There’s a lot of discussion in the developer community about AI-assisted coding. People are worried that existing skills will atrophy. They’re concerned that we senior developers are pulling up the ladder behind us, leaving the entry-level job market in dire shape. How are new coders supposed to build the skills and experience necessary to wield these powerful tools properly? To say nothing of the ethical implications of the models and AI companies themselves, or the potential long-term consequences.
Many open-source projects are drowning under a flood of contributions of dubious value. More than a few technology companies are cynically using this moment to fire thousands of people, citing the efficiency gains from AI despite the fact that the utility of LLMs is outstripped by their marketing.
People also mourn the loss of the art and craft of programming. Can you take genuine pride in something you didn’t build yourself? What do you lose in the process? LLM-generated code can be incoherent and unmaintainable. What’s the cost of creating software that way? What are the implications of building with unfamiliar software components without needing to learn how to use them?

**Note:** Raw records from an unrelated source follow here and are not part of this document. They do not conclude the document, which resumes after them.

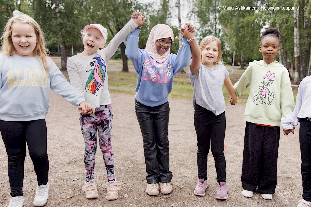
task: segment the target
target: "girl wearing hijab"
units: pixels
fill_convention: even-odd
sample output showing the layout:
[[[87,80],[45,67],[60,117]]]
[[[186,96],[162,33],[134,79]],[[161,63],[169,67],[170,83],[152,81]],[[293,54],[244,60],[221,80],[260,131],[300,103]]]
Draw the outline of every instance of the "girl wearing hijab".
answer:
[[[169,166],[167,138],[169,115],[169,93],[175,74],[189,65],[190,45],[195,39],[192,25],[187,23],[179,31],[183,43],[177,55],[171,54],[174,35],[166,25],[158,24],[150,32],[146,49],[138,48],[137,28],[128,37],[125,54],[138,74],[135,91],[135,112],[142,135],[147,188],[150,195],[170,193],[173,175]],[[186,29],[190,32],[185,33]]]

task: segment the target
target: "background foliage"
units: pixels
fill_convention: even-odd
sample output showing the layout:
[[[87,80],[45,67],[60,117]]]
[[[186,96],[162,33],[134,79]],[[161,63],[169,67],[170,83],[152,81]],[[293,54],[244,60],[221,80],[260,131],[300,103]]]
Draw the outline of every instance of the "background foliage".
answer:
[[[181,0],[186,11],[187,22],[195,26],[199,40],[207,35],[219,37],[222,43],[223,58],[225,63],[232,64],[233,52],[234,65],[242,68],[254,60],[262,56],[259,52],[261,34],[270,27],[278,28],[281,33],[282,52],[278,61],[288,70],[296,70],[301,78],[311,74],[311,4],[308,0]],[[144,48],[149,32],[155,25],[165,24],[172,27],[176,38],[172,46],[172,52],[177,52],[179,47],[179,31],[174,22],[177,17],[177,0],[158,1],[139,0],[0,0],[0,26],[3,28],[7,18],[14,10],[18,10],[32,16],[41,25],[45,33],[47,44],[51,54],[57,54],[60,46],[65,64],[66,56],[71,55],[71,47],[74,53],[83,51],[80,30],[91,23],[102,25],[108,30],[108,42],[129,20],[133,11],[143,12],[146,21],[140,34],[139,47]],[[236,6],[255,6],[256,10],[239,10]],[[294,10],[284,10],[281,7],[297,6],[299,15],[294,16]],[[218,9],[220,7],[220,9]],[[234,9],[226,9],[226,7]],[[263,7],[266,7],[266,9]],[[278,9],[273,9],[279,7]],[[229,8],[229,7],[228,7]],[[266,8],[270,8],[267,9]],[[185,15],[184,14],[184,15]],[[299,24],[294,25],[294,20]],[[182,24],[185,22],[182,22]],[[294,34],[294,27],[298,34]],[[0,31],[2,34],[2,30]],[[298,35],[298,36],[297,36]],[[299,38],[294,45],[295,37]],[[124,58],[121,45],[114,58]],[[299,58],[295,61],[295,48],[300,50]],[[297,55],[296,56],[297,56]],[[125,57],[126,60],[126,56]],[[295,63],[295,61],[296,62]],[[295,65],[298,61],[299,65]],[[125,62],[123,61],[123,67]],[[127,63],[127,61],[126,61]],[[126,63],[127,64],[127,63]],[[62,65],[62,67],[63,65]],[[301,68],[303,67],[304,68]]]

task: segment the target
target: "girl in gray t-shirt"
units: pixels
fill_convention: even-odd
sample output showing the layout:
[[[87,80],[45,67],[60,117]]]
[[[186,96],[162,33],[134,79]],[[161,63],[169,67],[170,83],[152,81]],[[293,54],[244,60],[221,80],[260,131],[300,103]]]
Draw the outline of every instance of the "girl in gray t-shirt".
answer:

I share many of these feelings and worries, and I try my best to apply discernment and caution when I use any AI technology.
People are also thrilled by these new superpowers, both novices and graybeards alike. They are unleashing their imaginations to create things that were well beyond their reach only a few short months ago. Hobbyists are scratching itches with hand-built code and just having fun with games and toys. Professionals are accelerating their work, teaching themselves new skills, improving code quality and security, prototyping and testing ideas for effectively zero cost.
I also have some of the same optimism. This moment has opened up my career in ways I could have never anticipated. One of the reasons I got into computer science was because I knew I’d never stop learning. That’s as true today as it was in 1992, when I declared my CS major, and 1983, when I wrote my first BASIC program.
It’s dizzying to have so many opinions that span such a huge gamut. I’m constantly challenging assumptions and re-evaluating old positions. It’s exhausting when it’s not thrilling or terrifying.
We’ve only just begun.
In my first blog post, not much more than a year ago, I expressed similar feelings to those in this post. In AI terms, an entire era has passed. I don’t think my overall trajectory has changed, which is comforting with so much turbulence around me.
Over the past year, I’ve completed several projects using Claude Code. I know I’ll continue to learn how to use AI for coding and other work. I’ll continue to wrestle with all my conflicting thoughts and emotions, and continue to be overwhelmed by the scope and pace of its development.
I continue to believe that LLMs are overhyped. I’m also sure that we’ll be able to do more and more with them, and that they’ll continue to advance in coding capabilities.
I’ve certainly gotten my wish from all those years ago: I’ll always have more to learn.